After the above command is completed successfully, a file named out.txt, which includes all variants annotated successfully and unsuccessfully will be created.

  • -p, --post-interval-size: number of maximum records in a single Genome Nexus POST request
    • Application uses a post interval size of 100 by default.
    • You can set this option to 1 to use Genome Nexus GET request
java -jar gnap.jar annotate --filename in.txt --output-filename out.txt --post-interval-size 500

The command above will send a list of 500 Genomic Locations per POST request.

  • -r, --replace-symbol-entrez: it enables the replacement of gene symbols and entrez id with what is provided by the annotator
java -jar gnap.jar annotate --filename in.txt --output-filename out.txt --replace-symbol-entrez
  • -t,--output-format: it enables formatting of the output file based on a pre-defined format or based on a custom format.
    • minimal
      • It will produce an output file with 3 header groups:
        1. the headers of input file
        2. any additional headers (sorted alphabetically)
        3. the header named Annotation_Status
    • extended
      • It will produce an output file with the headers of the extended MAF format (a-c) plus additional headers (d-e):
        1. 32 columns from the TCGA MAF format
        2. 1 column with the amino acid change
        3. 4 columns with information on reference and variant allele counts in tumor and normal samples
        4. any additional headers (sorted alphabetically)
        5. the header named Annotation_Status.
    • custom format file
      • A file containing a single line of headers separated with comma.
      • It will produce an output file with 2 header groups:
        1. the headers of format file
        2. the header named Annotation_Status
java -jar gnap.jar annotate --filename in.txt --output-filename out.txt --output-format format.txt

Let's assume the content of the format.txt file is: Chromosome,Hugo_Symbol,Entrez_Gene_Id,Center,NCBI_Build After the above command is completed successfully, a file name out.txt will be produced with the above 5 headers.

Subcommand - merge

This subcommand merges given MAF files or the files in a given directory, using their headers, into a single MAF file.

The help page for the subcommand merge can be displayed simply by::

java -jar gnap.jar merge -help

Let's go over the rest of the options of the subcommand merge.

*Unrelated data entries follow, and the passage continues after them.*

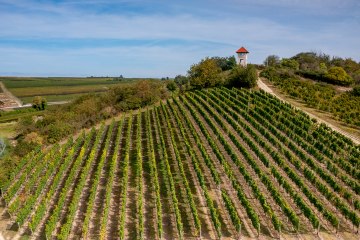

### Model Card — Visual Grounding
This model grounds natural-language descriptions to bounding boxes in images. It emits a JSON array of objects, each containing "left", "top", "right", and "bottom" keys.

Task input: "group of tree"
[
  {"left": 261, "top": 53, "right": 360, "bottom": 126},
  {"left": 264, "top": 52, "right": 360, "bottom": 86},
  {"left": 167, "top": 56, "right": 257, "bottom": 92},
  {"left": 15, "top": 80, "right": 168, "bottom": 152}
]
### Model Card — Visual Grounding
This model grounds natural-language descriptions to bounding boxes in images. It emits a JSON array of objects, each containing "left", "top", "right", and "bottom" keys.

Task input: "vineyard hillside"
[{"left": 0, "top": 88, "right": 360, "bottom": 239}]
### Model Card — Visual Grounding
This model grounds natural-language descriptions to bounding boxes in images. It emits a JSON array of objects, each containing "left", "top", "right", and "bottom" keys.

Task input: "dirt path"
[{"left": 258, "top": 78, "right": 360, "bottom": 144}]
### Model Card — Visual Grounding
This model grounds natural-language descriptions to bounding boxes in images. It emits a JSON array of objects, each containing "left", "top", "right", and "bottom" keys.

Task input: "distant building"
[{"left": 236, "top": 47, "right": 249, "bottom": 67}]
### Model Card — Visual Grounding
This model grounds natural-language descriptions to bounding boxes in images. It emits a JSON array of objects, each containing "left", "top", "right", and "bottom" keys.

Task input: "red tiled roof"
[{"left": 236, "top": 47, "right": 249, "bottom": 53}]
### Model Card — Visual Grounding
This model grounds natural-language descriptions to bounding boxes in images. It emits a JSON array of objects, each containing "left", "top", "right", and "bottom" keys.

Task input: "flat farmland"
[
  {"left": 0, "top": 88, "right": 360, "bottom": 239},
  {"left": 0, "top": 77, "right": 142, "bottom": 103}
]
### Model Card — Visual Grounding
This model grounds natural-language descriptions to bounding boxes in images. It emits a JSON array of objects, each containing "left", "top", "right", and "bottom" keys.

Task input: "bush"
[
  {"left": 226, "top": 64, "right": 257, "bottom": 88},
  {"left": 351, "top": 86, "right": 360, "bottom": 97},
  {"left": 324, "top": 67, "right": 353, "bottom": 86},
  {"left": 32, "top": 96, "right": 47, "bottom": 111},
  {"left": 188, "top": 58, "right": 222, "bottom": 89},
  {"left": 281, "top": 58, "right": 299, "bottom": 70},
  {"left": 166, "top": 81, "right": 177, "bottom": 92}
]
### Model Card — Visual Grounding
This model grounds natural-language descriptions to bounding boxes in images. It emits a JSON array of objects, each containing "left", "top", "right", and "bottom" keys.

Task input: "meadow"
[{"left": 0, "top": 77, "right": 149, "bottom": 104}]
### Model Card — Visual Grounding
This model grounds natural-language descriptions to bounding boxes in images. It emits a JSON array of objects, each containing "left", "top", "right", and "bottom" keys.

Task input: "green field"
[
  {"left": 0, "top": 77, "right": 156, "bottom": 104},
  {"left": 0, "top": 88, "right": 360, "bottom": 240}
]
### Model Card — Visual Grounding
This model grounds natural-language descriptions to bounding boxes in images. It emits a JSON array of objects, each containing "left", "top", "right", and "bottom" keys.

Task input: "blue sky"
[{"left": 0, "top": 0, "right": 360, "bottom": 77}]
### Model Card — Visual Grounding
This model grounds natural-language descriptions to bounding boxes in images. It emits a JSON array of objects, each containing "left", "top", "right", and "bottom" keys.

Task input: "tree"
[
  {"left": 211, "top": 56, "right": 236, "bottom": 71},
  {"left": 352, "top": 86, "right": 360, "bottom": 97},
  {"left": 32, "top": 96, "right": 47, "bottom": 111},
  {"left": 174, "top": 75, "right": 189, "bottom": 88},
  {"left": 281, "top": 58, "right": 299, "bottom": 70},
  {"left": 227, "top": 64, "right": 257, "bottom": 88},
  {"left": 188, "top": 58, "right": 222, "bottom": 89},
  {"left": 264, "top": 55, "right": 280, "bottom": 67},
  {"left": 324, "top": 67, "right": 353, "bottom": 85},
  {"left": 166, "top": 81, "right": 177, "bottom": 92}
]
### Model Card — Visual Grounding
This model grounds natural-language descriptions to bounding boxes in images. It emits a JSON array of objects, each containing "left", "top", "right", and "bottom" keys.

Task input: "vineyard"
[{"left": 1, "top": 88, "right": 360, "bottom": 239}]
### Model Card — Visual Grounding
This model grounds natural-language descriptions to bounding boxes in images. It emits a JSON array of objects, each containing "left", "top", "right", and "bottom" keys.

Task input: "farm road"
[{"left": 257, "top": 78, "right": 360, "bottom": 144}]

Options of the subcommand - merge

  • -d, --input-mafs-directory: The directory name which homes MAF files to be merged. MAF files doesn't have to be valid.
java -jar gnap.jar merge --input-mafs-directory MAF_DIR --output-maf out.txt
  • -i, --input-mafs-list: comma-delimited list of MAF files to be merged. Prefer to use the option input-mafs-directory in case of many files.
java -jar gnap.jar merge --input-mafs-list file1,file2,file3 --output-maf out.txt
  • -o, --output-maf: The name of the output file
java -jar gnap.jar merge --input-mafs-list file1,file2 --output-maf out.txt

The command above will merge file1 and file2 based on their headers and will write to the file named out.txt

  • -s, --skip-invalid-input: It enables to skip invalid MAF files.
java -jar gnap.jar merge --input-mafs-directory MAF_DIR --output-maf out.txt --skip-invalid-input

The command above will select the valid files inside the folder named MAF_DIR first, and then it will merge all of them based on their headers. Finally, it will write to the file named out.txt


Definition of Valid Input File

A valıd input file should include the following headers: Chromosome, Start_Position, End_Position, Reference_Allele and should include one of these headers: Tumor_Seq_Allele1, Tumor_Seq_Allele2
A valid input file with only the headers mentioned above is called minimal file.